Un passage de deux mois au Ministère des Affaires Etrangères et de la Coopération me fixera sur plusieurs points. A Ce jour, je n'arrive toujours pas à trouver un équilibre entre le mérite d'une prestation professionnel et la notoriété d'une action personnelle. Il est difficile de concilier les deux aspects dans des conditions qui font du Maroc une poule sans oeufs d'or. La poule serait même un coq travesti, d'où toute la difficulté de lui faire pondre quoi que ce soit, et encore moins de l'or. Grosso modo, il s'agit pour moi de trouver une raison valable pour un éventuel départ pour d'autre cieux plus cléments ou -sinon- puiser la conviction qu'il vaille la peine de tenter le diable entre les miens. Ce passage au Ministère est un tournant très important, il m'ouvrira des voies et en fermera d'autres.
Il ne reste plus que quelques mois et je serai au bout de cette ligne, celle qui a été commencée avec certaines personnes et qui finira certainement avec d'autres.
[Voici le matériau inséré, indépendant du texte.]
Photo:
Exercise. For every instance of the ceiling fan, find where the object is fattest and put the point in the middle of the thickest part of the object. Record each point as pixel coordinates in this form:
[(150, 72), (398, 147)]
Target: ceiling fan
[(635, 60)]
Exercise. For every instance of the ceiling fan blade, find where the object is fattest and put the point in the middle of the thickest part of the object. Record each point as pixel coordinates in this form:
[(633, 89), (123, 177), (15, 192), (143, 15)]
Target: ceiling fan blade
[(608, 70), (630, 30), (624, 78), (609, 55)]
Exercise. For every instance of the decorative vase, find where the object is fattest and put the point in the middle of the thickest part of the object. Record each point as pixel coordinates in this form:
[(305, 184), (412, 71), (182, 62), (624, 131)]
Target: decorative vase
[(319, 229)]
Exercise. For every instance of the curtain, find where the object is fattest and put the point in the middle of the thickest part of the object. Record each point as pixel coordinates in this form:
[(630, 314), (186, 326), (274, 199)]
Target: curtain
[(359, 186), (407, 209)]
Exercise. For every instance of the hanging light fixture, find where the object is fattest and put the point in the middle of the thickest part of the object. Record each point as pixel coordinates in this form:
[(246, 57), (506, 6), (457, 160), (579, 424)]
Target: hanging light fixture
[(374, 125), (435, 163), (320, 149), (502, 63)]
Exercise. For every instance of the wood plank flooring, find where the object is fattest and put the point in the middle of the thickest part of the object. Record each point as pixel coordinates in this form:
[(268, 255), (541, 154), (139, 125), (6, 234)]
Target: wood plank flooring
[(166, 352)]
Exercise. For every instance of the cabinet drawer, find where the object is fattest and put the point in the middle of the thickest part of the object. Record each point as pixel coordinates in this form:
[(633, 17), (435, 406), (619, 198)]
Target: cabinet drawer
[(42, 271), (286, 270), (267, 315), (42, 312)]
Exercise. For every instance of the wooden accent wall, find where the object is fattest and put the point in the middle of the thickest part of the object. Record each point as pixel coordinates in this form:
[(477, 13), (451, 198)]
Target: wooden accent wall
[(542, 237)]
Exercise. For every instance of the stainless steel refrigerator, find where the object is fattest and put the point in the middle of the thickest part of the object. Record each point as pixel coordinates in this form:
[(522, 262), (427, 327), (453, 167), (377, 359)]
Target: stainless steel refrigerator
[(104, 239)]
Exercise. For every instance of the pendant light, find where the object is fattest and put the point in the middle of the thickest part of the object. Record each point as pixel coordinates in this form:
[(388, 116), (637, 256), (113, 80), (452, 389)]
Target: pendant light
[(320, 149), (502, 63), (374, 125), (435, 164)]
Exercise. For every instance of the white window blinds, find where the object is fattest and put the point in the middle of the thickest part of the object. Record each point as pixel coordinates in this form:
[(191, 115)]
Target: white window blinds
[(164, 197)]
Je suis en voie d'en trouver, j'en ai déjà une. Une PERLE (quel mot, c'est un soufflet pour certains). Les perles ne sont pas RARES, à moins que je ne sois tombé sur un coffre de perles rares :) Je suis heureux de pouvoir me passer des maux de conscience inutiles. Inutiles eu égard à certaines personnes et choses dont je me défais sans absolument AUCUN REGRET, comme je n'en aurai certainement pas après mes choix prochains. Le présent article me sert de rappel. Je n'aurai pas besoin de trouver adages et citations sur la vertu du rappel (oui, je suis méchant).
Je retourne à mes délices quotidiens qui me font oublier quelques fatigues physiques dues à un surmenage habituel des fins de semestres encombrées par tant de succulentes distractions académiques et intra-communautaires... Bref, je me comprends comme diraient les Français (ridicule).
Bon, je donne fin à ce bavardage inutile, car je commence à m'agacer. Je vous plains, vous qui lirez ça demain.